A Day in the Life of an Over-Educated, Under-Loved Pro-choice Woman
It starts off with an abortion or two
What many feared and some predicted has just happened.
According to an initial draft document, the US Supreme Court has voted to strike down the landmark Roe v. Wade decision. If it’s overturned, as many as twenty-six states are expected to ban or restrict access to abortion.
And, not surprisingly, many Republican dudes had plenty to say about that and about those crazy pro-choice people who were enraged with the news. Including someone who unironically calls himself ‘Florida man.’

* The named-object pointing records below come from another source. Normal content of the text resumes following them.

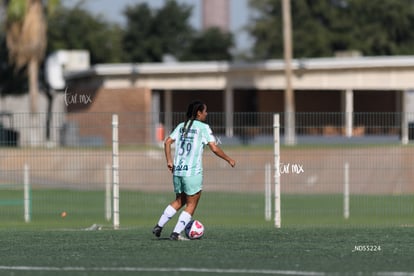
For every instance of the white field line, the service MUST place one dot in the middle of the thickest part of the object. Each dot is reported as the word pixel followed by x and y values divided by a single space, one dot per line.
pixel 163 269
pixel 187 269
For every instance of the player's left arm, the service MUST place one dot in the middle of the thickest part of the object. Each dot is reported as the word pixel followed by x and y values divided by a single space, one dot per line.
pixel 220 153
pixel 167 149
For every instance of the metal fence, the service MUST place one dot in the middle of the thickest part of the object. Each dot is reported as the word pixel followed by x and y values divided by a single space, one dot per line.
pixel 70 154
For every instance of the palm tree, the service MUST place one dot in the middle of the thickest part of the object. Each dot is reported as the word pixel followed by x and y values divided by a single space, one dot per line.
pixel 26 41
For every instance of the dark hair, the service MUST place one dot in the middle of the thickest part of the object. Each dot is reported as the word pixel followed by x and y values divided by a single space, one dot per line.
pixel 191 114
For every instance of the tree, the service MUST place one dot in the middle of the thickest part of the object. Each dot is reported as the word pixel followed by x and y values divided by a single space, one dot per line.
pixel 323 27
pixel 26 41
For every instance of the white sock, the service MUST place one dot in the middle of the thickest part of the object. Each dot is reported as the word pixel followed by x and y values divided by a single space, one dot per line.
pixel 169 212
pixel 183 220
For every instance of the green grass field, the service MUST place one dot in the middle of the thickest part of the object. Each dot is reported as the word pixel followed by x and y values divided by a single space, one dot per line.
pixel 314 239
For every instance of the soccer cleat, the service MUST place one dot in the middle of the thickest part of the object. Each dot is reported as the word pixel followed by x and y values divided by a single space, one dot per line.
pixel 157 231
pixel 174 236
pixel 177 237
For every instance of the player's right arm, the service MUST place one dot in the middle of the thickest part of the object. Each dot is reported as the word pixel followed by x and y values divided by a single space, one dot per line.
pixel 167 149
pixel 220 153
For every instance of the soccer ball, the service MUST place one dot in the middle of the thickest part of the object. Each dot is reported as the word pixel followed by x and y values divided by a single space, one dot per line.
pixel 194 230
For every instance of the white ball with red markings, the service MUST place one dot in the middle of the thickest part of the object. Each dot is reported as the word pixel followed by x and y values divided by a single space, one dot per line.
pixel 194 230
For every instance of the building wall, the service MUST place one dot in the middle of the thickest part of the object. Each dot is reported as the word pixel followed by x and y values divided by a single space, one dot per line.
pixel 216 13
pixel 92 115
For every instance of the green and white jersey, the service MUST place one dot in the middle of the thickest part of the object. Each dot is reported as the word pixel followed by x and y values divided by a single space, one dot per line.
pixel 188 156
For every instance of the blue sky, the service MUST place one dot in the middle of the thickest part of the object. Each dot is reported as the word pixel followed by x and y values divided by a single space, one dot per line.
pixel 112 10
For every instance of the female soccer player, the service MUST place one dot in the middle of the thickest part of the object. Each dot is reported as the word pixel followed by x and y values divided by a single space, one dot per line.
pixel 191 136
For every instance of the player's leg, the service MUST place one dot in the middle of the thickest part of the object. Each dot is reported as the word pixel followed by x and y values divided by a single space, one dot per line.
pixel 172 208
pixel 192 188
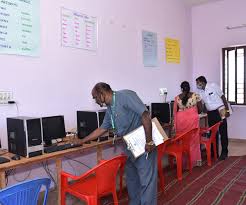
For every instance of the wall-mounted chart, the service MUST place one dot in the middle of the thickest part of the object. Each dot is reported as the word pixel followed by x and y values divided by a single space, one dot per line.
pixel 149 44
pixel 19 27
pixel 78 30
pixel 172 50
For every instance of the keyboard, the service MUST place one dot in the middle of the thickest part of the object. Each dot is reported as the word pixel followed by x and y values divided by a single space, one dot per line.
pixel 55 148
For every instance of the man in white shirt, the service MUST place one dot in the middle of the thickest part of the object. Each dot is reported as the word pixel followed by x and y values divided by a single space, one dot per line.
pixel 213 99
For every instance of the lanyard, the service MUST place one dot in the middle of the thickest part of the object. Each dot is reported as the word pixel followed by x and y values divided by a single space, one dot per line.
pixel 112 116
pixel 113 113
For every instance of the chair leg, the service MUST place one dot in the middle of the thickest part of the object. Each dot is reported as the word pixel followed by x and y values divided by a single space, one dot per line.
pixel 115 198
pixel 179 166
pixel 208 150
pixel 161 175
pixel 170 161
pixel 121 180
pixel 190 162
pixel 215 151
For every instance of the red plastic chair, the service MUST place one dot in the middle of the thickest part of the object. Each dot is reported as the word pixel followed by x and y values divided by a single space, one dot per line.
pixel 97 182
pixel 209 141
pixel 177 146
pixel 122 166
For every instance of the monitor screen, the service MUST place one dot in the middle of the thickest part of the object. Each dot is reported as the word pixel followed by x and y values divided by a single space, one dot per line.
pixel 53 128
pixel 88 121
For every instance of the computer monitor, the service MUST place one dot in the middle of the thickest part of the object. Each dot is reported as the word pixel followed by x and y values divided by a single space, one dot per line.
pixel 53 128
pixel 88 121
pixel 161 111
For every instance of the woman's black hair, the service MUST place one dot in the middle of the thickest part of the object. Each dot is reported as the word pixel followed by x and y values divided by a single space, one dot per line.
pixel 185 86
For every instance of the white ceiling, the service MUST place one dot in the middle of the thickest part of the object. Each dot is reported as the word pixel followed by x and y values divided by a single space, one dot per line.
pixel 198 2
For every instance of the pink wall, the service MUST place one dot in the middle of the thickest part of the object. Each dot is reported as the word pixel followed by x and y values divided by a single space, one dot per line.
pixel 208 37
pixel 60 80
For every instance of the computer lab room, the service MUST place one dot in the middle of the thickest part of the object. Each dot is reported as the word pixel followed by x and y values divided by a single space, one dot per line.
pixel 122 102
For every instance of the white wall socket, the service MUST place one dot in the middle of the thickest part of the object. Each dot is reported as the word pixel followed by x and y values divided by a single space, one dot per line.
pixel 163 91
pixel 5 96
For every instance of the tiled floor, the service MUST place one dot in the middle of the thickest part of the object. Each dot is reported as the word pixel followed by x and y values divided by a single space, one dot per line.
pixel 236 148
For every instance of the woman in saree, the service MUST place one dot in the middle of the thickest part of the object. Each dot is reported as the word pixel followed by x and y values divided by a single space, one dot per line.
pixel 186 109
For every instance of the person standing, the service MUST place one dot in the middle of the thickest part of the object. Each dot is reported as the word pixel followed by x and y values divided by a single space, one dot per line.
pixel 214 99
pixel 126 112
pixel 186 107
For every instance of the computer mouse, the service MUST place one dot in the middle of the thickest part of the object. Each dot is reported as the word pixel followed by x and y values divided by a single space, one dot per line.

This is what he tweeted a few days ago:
How many of the women rallying against overturning Roe are over-educated, under-loved millennials who sadly return from protests to a lonely microwave dinner with their cats, and no bumble matches?
I might not be an American, but I do fit that description pretty well.
I’m a Millenial woman. I have a few useless degrees. And a cat. I eat microwave meals. I have a partner, but most of the time, he’s just tired of my bullshit since I care about human rights and other nonsense.
And I, too, have protested against abortion bans a few times before.
We’re a group of lunatics, really.
But wait until you hear how we spend our days.
I start my day with an abortion or two
As soon as I wake up, I text my local abortion provider to schedule a morning baby-murdering session.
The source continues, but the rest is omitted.